Rsvp’ed. As a startup founder and sometimes-coder, hope that my “less than academic” approach works for this. Earned my CS degree over a decade ago, but most of the skills used otj were either self-taught or learned after school. Curious to checkout the information meeting and see what they’re looking for.
please come
DO IT.
“The way this works is a software engineer literally stops by the school on his or her way to work, teaches the class in partnership with one of the existing teachers in the school, and is out the door on the way to work before any of his or her colleagues is out of bed.”This is a great idea. I would give the software engineers some kind of lucite momento [1] as a thank you for their involvement engraved with their name etc. That way they can put that in their office/cubicle, others will see it, and possibly volunteer as well.[1] Can be had for maybe $20 to $30 per participant. Essentially it’s a thank you and advertising all rolled into one.
Instead of continuing MBA Mondays, why don’t you take a queue from this post and do Computer Science Mondays….do some basic CS concepts for this audience…the more people who understand CS the better we all are.
my partner Albert has been doing that on his blog for the past year http://continuations.com/ta…
And a great blog it is, too – it deserves more readers/interaction.
ME AGREE. IT GOOD FOR READ. MAKE TINY BRAIN GO.
(This program sounds awesome, and I would love to participate.)Those graphs on the TEALS website, while dramatic, say a lot more about the desire to satisfy college degree requirements and prerequisites than interest in computer science. The only people I know who took the CS AP (myself included) did so because they were interested in the subject and were planning on pursuing a related degree. Most of the other exams seemed to be taken by people who wanted to get that general requirement out of the way, so they could take “more interesting” courses related to their intended major. Not a bad thing, but I think we should be more careful about measuring interest in the field. Plus there are those who would be taking the exam but end up going straight into the industry, which is possible in tech in a way unlike most others. Actual degree seekers/job seekers would be a better measure.That of course gets into the issue of who needs to learn computer literacy, since it’s valuable well beyond what’s considered the “tech” industry. Maybe colleges should consider the value in having comp sci as a basic requirement?
Hey. Great idea, but why limited to software engineers? What about students in their junior, senior years? They can be very helpful, actually, even more helpful in some cases because of their roles.
Fred — As the mom of an NYC kindergartener I can’t begin to tell you how much I appreciate the work you are doing to make the schools in this city better. I’ve seen enough of the DOE to know that it can’t be pretty work, but man is it having an impact. Well done!
I am currently a student that is part of the first remotely piloted TEALS program in Lee county KY and the class has changed my life it is simply amazing
#awesome
Very cool to hear this, Dakky.
thanks for stopping by and letting us know Dakky.
I’m very happy to hear that. I’m in TN (grew up in AL), and I know first hand how CS education in the south is lacking. I’m so excited for you!

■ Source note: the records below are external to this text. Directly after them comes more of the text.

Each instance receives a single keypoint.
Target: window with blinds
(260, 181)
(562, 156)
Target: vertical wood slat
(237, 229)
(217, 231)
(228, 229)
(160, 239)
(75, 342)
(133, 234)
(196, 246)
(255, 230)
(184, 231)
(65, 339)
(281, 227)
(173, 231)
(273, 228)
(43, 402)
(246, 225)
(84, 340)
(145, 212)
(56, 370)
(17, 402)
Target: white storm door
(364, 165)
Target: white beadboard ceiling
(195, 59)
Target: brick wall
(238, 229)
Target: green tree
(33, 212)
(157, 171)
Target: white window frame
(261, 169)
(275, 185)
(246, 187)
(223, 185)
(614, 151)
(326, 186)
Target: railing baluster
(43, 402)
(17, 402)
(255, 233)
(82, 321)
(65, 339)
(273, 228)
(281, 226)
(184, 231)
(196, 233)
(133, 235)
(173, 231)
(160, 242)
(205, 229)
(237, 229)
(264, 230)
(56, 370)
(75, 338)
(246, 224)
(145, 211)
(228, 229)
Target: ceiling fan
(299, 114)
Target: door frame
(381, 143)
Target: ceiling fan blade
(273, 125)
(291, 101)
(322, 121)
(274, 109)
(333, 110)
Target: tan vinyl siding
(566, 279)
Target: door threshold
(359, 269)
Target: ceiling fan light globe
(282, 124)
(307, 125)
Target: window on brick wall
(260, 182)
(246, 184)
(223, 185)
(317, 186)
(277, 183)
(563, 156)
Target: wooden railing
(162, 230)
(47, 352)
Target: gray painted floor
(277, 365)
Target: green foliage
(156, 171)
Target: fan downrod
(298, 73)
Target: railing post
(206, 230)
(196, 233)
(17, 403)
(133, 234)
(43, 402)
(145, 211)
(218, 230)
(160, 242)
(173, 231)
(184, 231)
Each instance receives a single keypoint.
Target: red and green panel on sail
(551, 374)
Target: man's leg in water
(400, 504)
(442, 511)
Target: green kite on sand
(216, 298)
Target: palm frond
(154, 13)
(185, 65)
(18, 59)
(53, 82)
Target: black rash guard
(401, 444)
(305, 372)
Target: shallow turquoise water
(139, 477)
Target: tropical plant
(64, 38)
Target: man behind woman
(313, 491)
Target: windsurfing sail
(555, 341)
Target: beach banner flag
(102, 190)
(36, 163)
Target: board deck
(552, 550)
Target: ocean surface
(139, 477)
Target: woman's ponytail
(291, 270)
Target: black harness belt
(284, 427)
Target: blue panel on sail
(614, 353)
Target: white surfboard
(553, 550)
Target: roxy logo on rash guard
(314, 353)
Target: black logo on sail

NYC JUST GET SERIOUS ABOUT TEACH KIDS TO DESTROY SILICON VALLEY.
if all houses are going to be set on fire, set yours on fire first
AND EVERYONE GETS TORCHES.
This is such a great idea!
Is the Berkeley curriculum based on SICP?
I don’t know. I can find out
BUSINESS SCHOOL NEVER TEACH ANYTHING FUN ON FRIDAY!
business school is just a bucket, it can be filled with anything.
USUALLY FILLED WITH PEOPLE THAT KNOW NOTHING ABOUT BUSINESS.